ASSAYS TO PREDICT ALLOGRAFT REJECTION
A. Haroon1, L. Singer2, D.M. Hwang2, M. Binnie2, C. Chaparro2, C. Chow2, M. Deperrot2, A. Pierre2, T.K. Waddell3, K. Yasufuku2, S. Azad2, S. Keshavjee2, K. Tinckam4
1, University of TOronto, Toronto/CANADA, 2, University of Toronto, Toronto/CANADA, 3Thoracic Surgery, Toronto General Research Institute, Toronto/ON/CANADA, 4Hla Laboratory - Dept Of Laboratory Medicine, University Health Network, Toronto/CANADA
Body: Introduction: Both pre-and post transplant HLA antibodies (HLAAb) in isolation have been correlated with bronchiolitis obliterans syndrome (BOS) and graft failure in lung transplant, but the temporal relationship of post transplant HLAAb to clinically relevant outcomes is not well described.

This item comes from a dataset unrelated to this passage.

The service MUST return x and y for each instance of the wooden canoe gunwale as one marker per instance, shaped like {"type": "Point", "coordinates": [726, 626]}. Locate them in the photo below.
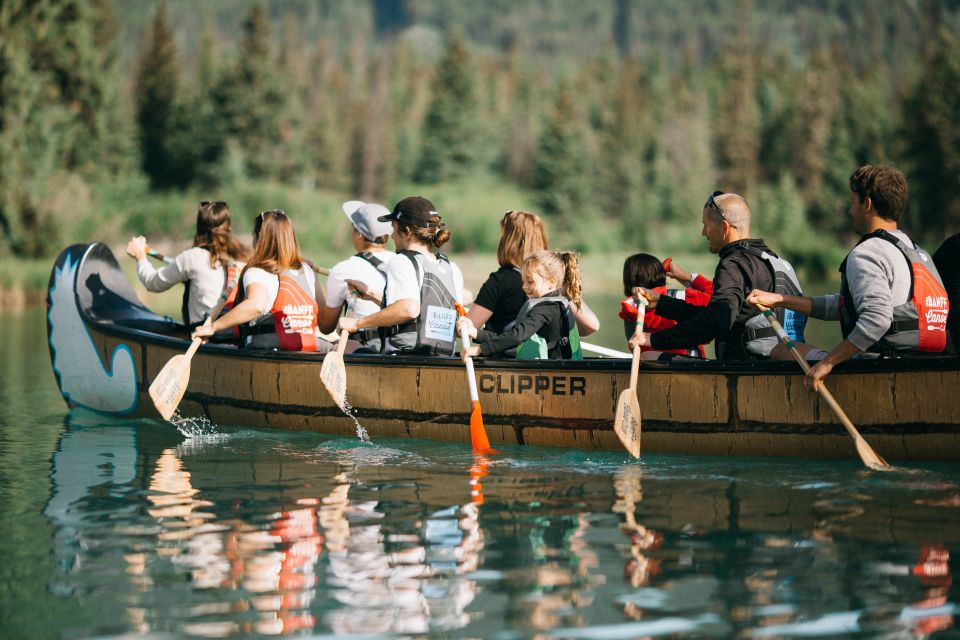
{"type": "Point", "coordinates": [906, 407]}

Methods: We conducted a retrospective review of 98 consecutive lung transplant from 11/06 to 12/07 with 3 month survival, who had protocol post transplant HLAAb testing q3mo for one year (solid phase, Luminex ™ platform).We examined the relationship of HLAAb development and presence to acute rejection (AR), diffuse alveolar damage (DAD), infections, radiographic findings, 6-minute walk, and pulmonary function tests at 3,6,9,12, and 18 months post transplant. C4d staining was not routinely performed in this cohort’s biopsies. Patients were divided into 3 groups for comparison: no HLAAb pre- or post-transplant (NoAb n=58), sensitized with HLAAb pre-tx (PreTxAb, n=18),and post-transplant de novo HLAAb (DNAb, n=22). The PreTxAb group received our standard high-risk protocol of perioperative plasma exchange, IVIg and MMF. Routine immunosuppression with CsA, azathioprine and prednisone was used for the remaining patients. Where appropriate, categorical variables were compared with Chi-squared or Fisher’s exact test, and continuous variables were compared using T-test, ANOVA, Kruskal-Wallis or Rank-sum tests. Results: Of 22 DNAb, 18 developed Ab at 3-6 months and 4 at 9-12 months. 18 month survival between the three groups was not statistically different (NoAb 86.2%; PreTxAb 94.4%, DNAb 77.2%, p=NS log-rank) Immunosuppression therapy was comparable between NoAb and DNAb groups. There was no association between de novo HLAAb or pre-transplant HLAAb and AR, DAD, infection, 6 minute walk, or XR findings at any timepoint. Early de novo HLAAb, and to a lesser extent pre-transplant HLAAb, were associated with decreased FEV1 at 18 months post-transplant to <80% of best FEV1 achieved (BOS-1). (Table) After adjusting for AR and CMV infection in the first year, early DNAb remained a significant predictor of BOS at 18 months post-transplant (OR 7.68:2.28-25.8).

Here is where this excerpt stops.